Breaking events by streak length gives no consistent pullback pattern: 5-day streaks average 0.0096, 6-day streaks average -0.012, and 7+ day streaks average 0.0201. The means bounce around (one negative, one strongly positive) rather than trending downward as streak length increases. Given the total of 21 events, these bucket means are noisy, which supports the conclusion that longer streaks don’t produce a reliable short-term mean reversion.
Per-bucket summary (forward 3-day returns)

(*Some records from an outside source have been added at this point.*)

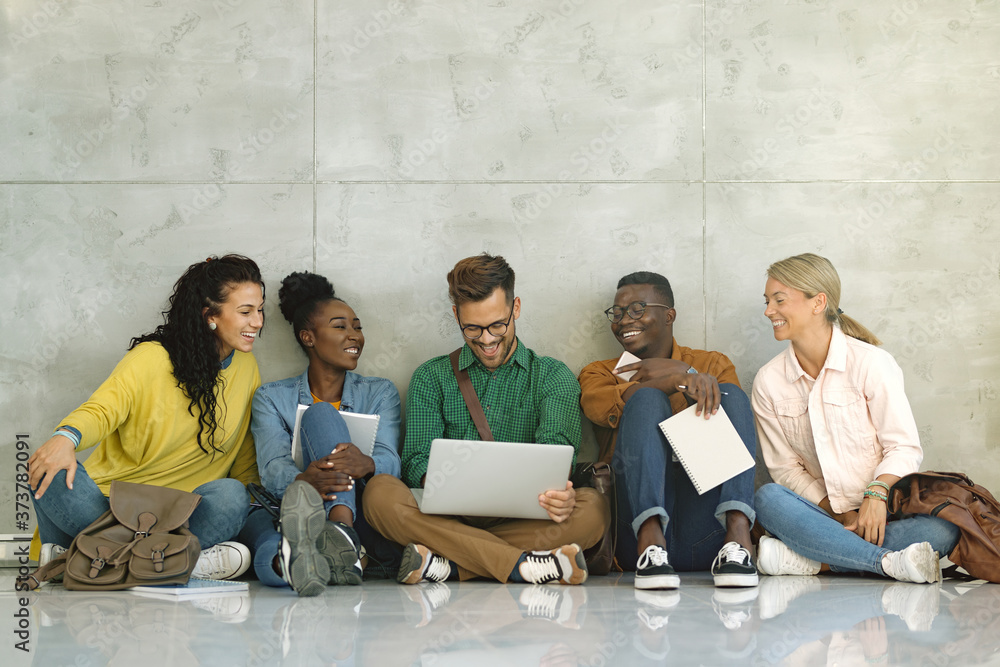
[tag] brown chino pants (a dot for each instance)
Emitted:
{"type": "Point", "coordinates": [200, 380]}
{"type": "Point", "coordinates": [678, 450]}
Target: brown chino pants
{"type": "Point", "coordinates": [480, 546]}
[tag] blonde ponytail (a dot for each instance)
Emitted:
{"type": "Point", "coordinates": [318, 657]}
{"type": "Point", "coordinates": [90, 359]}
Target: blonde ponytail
{"type": "Point", "coordinates": [811, 274]}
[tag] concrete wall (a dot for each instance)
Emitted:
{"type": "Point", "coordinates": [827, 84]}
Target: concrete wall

| bucket | N | mean | median | std |
|---|---|---|---|---|
| 5 | 13 | 0.0096 | 0.0163 | 0.03 |
| 6 | 4 | -0.012 | -0.0283 | 0.0425 |
| 7+ | 4 | 0.0201 | 0.0126 | 0.0317 |
Event-level anchors (first 50 rows)
| date | streak_len | fwd_3d_return |
|---|---|---|
| 2023-11-07 | 5 | 0.0523 |
| 2023-11-08 | 6 | 0.0504 |
| 2023-11-09 | 7 | 0.0647 |
| 2023-11-10 | 8 | 0.0083 |
| 2023-11-13 | 9 | 0.017 |
| 2023-11-14 | 10 | -0.0096 |
| 2024-01-10 | 5 | 0.0371 |
| 2024-01-24 | 5 | 0.0269 |
| 2024-03-25 | 5 | -0.0549 |
| 2024-05-24 | 5 | 0.0229 |
| 2024-05-28 | 6 | -0.0418 |
| 2024-08-16 | 5 | 0.0343 |
| 2024-08-19 | 6 | -0.0355 |
| 2024-10-08 | 5 | 0.0103 |
| 2025-06-27 | 5 | -0.0021 |
| 2025-09-12 | 5 | -0.0348 |
| 2025-10-01 | 5 | -0.0071 |
| 2025-10-02 | 6 | -0.0211 |
| 2025-10-29 | 5 | -0.0048 |
| 2026-04-07 | 5 | 0.0279 |
| 2026-04-15 | 5 | 0.0163 |
The takeaway
Short answer: no — five-plus day green streaks in NVDA do not leave the stock measurably "due" for a pullback over the next three trading days. The mean 3-day return after those 21 events was +0.75% (N=21) versus +0.74% for the 749-day unconditional baseline; medians were +1.03% vs +0.62% and positive-return rates were 57% vs 55%. A formal Welch test gives t≈0.012 and a two-sided p≈0.990, i.e., there is virtually no statistical difference and about a 99-in-100 chance the tiny observed gap is compatible with noise — and the event sample is small. The bucket breakdown (5-day mean +0.96%, 6-day −1.20%, 7+ day +2.01%, with Ns 13/4/4) shows wild swings but those subgroups are tiny and noisy. Practical takeaway: these three-year numbers support the thesis that the ‘‘overdue for a dip’’ reflex is not showing up as a reliable, tradeable mean-reversion edge on a 3-day horizon.
The fine print
- Only 21 up-streak events over the 3-year window — thin sample for firm conclusions.
- Event windows cluster and overlap baseline days, inflating effective degrees of freedom.
- Per-length buckets are tiny (13, 4, 4), so subgroup means are noisy.
- Baseline is unconditional and includes event days; a non-overlapping control could shift estimates.